U.S. President Donald Trump shakes hands with British Foreign Secretary Boris Johnson (L) as they take part in a session on reforming the United Nations at U.N. Headquarters in New York, U.S., September 18, 2017. REUTERS/Kevin Lamarque - RC1B969FCF70 |

No parecen sostenerse los cálculos de probabilidad de Boris Johnson en su desafío a la Reina forzando su propia dimisión como Premier o, de forma alternativa, convoque Elecciones Generales sin reparar en la referencia al endoso y aliento de Donald Trump a su apuesta por un Brexit a todo trance, sin reparar en daños o perjuicios para el estatus de paz cursante en el archipiélago, especialmente con los irlandeses. Y todo, en lo que concierne al deseo del hombre de la Casa Blanca, al aire de una Unión Europea perniquebrada por la deserción británica.
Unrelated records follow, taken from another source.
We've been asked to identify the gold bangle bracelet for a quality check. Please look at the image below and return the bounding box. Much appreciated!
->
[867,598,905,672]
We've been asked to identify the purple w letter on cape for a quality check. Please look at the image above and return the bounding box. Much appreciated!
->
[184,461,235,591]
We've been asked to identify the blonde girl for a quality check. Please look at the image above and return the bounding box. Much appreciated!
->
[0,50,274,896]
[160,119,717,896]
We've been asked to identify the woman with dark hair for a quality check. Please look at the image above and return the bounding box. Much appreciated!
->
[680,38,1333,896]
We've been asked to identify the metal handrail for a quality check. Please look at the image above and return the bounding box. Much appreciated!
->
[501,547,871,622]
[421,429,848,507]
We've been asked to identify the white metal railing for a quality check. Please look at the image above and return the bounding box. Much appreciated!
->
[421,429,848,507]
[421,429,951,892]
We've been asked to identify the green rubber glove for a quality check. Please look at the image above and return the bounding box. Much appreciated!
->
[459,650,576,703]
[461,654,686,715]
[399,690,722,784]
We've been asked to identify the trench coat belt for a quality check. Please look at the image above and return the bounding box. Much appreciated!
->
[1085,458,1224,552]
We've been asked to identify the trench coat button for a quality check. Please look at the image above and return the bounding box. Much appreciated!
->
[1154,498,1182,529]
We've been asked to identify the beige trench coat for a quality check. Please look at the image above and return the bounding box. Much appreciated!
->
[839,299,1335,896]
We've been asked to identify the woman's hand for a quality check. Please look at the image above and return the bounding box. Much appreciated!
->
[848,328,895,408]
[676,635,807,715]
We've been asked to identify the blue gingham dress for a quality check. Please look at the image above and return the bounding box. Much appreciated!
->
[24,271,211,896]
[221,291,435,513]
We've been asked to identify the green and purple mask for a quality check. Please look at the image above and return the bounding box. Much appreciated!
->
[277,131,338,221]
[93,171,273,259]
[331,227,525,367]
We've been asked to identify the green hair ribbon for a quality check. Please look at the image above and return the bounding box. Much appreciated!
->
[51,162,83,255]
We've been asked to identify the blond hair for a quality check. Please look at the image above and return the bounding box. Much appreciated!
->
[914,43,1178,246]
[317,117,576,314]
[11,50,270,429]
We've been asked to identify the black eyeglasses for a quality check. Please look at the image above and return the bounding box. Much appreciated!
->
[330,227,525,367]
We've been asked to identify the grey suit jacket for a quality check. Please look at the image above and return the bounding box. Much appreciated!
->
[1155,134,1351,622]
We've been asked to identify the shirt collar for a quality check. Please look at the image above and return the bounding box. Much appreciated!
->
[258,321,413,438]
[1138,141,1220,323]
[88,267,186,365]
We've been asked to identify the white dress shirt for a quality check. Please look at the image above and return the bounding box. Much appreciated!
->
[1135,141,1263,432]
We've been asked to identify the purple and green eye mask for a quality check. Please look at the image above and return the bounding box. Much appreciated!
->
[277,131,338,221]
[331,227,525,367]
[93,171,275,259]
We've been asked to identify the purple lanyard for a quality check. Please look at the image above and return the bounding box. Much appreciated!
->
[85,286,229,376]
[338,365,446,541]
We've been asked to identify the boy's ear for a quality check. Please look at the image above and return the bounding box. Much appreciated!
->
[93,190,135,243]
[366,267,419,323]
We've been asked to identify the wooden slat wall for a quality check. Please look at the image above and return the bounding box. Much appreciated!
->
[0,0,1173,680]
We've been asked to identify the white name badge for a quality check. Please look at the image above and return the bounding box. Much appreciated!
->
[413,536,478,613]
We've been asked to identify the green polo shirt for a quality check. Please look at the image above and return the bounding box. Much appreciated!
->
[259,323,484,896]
El impacto de Trump con sus prejuicios en política exterior, especialmente en lo que concierne a la comunidad atlántica, es de una magnitud cuya medida última y definitivo impacto llegaría especialmente dimensionado por la deserción británica de la comunidad atlántica. Y nada para ello como el daño inferido al Reino Unido como Brexit a tontas y a locas.

La inestabilidad de su futuro horizonte en la Casa Blanca, es factor capaz de alentarle en sus tentaciones al “Cabeza de Turco” injertado en Londres.